Quand mes soeurs jouaient dans le sous-sol, lieu qui était mon royaume plus souvent qu'autrement, j'avais l'habitude de me placer, deux étages plus haut, dans les escaliers tapissés pour y brancher ma radio-cassette, assis dans les marches. Une prise de courant m'y était presqu'exclusive. Je l'ai rendue, très utile. J'y écoutais la radio, compilait à la main les noms de groupes et d'artistes que je découvrais, me faisait des dossiers alphabétiques des artistes, ne pouvait pas creuser l'internet, alors inexistant, pour en savoir davantage sur Adam Ant ou The Police. Fallait que je traverse la rue, à Québec, et emprunte à Mr. Murray.
Je passerai de dizaines d'heures sur cette radio*.
Le FM 93, la radio #1 à Québec à cette époque, publiait un calendrier de l'année avec pour chaque mois, une photo en spectacle d'un artiste étant passé par le Colisée de Québec, l'année précédente. Je ne sais pas si ils le faisaient chaque année, mais en 1985, le calendrier montrait 12 artistes ou bands passés sur scène, au colisée, en 1984. Je ne sais pas si on en trouverait 12 passés au centre Vidéotron en un an, maintenant.

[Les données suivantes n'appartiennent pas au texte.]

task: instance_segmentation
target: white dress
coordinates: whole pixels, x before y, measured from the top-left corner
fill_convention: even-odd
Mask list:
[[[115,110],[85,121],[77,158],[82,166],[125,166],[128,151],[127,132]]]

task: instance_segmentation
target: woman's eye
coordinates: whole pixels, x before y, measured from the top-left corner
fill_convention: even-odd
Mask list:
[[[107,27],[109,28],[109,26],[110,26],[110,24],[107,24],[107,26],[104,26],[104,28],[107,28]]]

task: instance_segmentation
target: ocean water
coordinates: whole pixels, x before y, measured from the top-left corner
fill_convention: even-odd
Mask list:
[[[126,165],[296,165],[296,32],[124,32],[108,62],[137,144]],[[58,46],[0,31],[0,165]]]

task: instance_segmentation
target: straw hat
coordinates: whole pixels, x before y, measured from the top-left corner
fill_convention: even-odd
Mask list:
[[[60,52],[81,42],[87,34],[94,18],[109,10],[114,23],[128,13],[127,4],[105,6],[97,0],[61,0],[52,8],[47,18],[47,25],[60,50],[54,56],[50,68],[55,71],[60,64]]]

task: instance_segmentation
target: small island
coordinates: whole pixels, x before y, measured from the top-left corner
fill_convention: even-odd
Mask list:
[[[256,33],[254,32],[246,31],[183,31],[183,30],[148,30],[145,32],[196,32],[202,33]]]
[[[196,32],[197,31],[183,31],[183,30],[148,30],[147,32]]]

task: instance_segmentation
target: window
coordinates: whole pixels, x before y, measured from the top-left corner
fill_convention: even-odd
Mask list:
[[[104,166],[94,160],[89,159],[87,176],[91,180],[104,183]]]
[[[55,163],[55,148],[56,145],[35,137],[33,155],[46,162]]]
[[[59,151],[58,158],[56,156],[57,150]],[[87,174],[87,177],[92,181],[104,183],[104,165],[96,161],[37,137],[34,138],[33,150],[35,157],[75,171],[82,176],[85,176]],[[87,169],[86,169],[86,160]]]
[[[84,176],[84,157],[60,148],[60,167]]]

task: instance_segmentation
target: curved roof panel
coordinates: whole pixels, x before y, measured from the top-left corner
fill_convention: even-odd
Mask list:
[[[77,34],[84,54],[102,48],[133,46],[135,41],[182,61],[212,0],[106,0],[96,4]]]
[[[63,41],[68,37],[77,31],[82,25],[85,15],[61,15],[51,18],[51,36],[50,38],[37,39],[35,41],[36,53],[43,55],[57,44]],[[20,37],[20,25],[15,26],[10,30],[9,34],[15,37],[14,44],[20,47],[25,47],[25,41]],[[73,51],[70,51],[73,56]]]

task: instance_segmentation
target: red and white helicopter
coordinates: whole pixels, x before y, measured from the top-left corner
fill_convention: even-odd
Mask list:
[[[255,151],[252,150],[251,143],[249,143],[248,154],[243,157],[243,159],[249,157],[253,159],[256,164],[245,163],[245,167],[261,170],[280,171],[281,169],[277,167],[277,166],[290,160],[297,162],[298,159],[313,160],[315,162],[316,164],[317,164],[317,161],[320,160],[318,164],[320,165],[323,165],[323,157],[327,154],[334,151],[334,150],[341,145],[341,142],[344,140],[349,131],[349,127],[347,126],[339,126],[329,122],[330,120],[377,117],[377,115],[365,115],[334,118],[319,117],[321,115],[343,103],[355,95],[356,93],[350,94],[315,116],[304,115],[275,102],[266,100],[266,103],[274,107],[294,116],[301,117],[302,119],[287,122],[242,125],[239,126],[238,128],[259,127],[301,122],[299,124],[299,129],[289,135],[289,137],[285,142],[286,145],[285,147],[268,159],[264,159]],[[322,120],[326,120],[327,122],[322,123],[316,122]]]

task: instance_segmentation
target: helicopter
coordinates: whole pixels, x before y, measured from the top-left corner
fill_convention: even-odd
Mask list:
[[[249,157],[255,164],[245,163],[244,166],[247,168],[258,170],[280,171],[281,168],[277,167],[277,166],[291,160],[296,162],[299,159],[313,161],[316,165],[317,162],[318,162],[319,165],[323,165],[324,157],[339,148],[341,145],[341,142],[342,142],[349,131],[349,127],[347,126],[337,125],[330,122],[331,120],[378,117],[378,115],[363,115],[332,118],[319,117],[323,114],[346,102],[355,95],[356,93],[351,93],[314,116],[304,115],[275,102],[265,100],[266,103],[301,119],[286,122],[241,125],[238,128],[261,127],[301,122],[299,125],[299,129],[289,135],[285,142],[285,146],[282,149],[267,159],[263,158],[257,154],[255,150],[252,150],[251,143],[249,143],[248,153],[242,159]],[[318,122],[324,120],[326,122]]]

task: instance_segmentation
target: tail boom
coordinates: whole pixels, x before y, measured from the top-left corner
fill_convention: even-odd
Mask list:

April Wine, The Police, David Bowie, Iron Maiden, Twisted Sisters, Pat Benatar, Rush,Van Halen.
Je ne sais trop quel mois avait Van Halen mais la photo était bonne. On y voyait très bien Eddie et David Lee Roth qui s'amusaient ferme sur scène.
J'ai pensé à cette photo et à tout ça avec une certaine nostalgie, la semaine dernière, quand Eddie Van Halen est décédé du cancer, à 65 ans.
*La chanson de l'année 1985, selon le FM 93: Careless Whisper de Wham!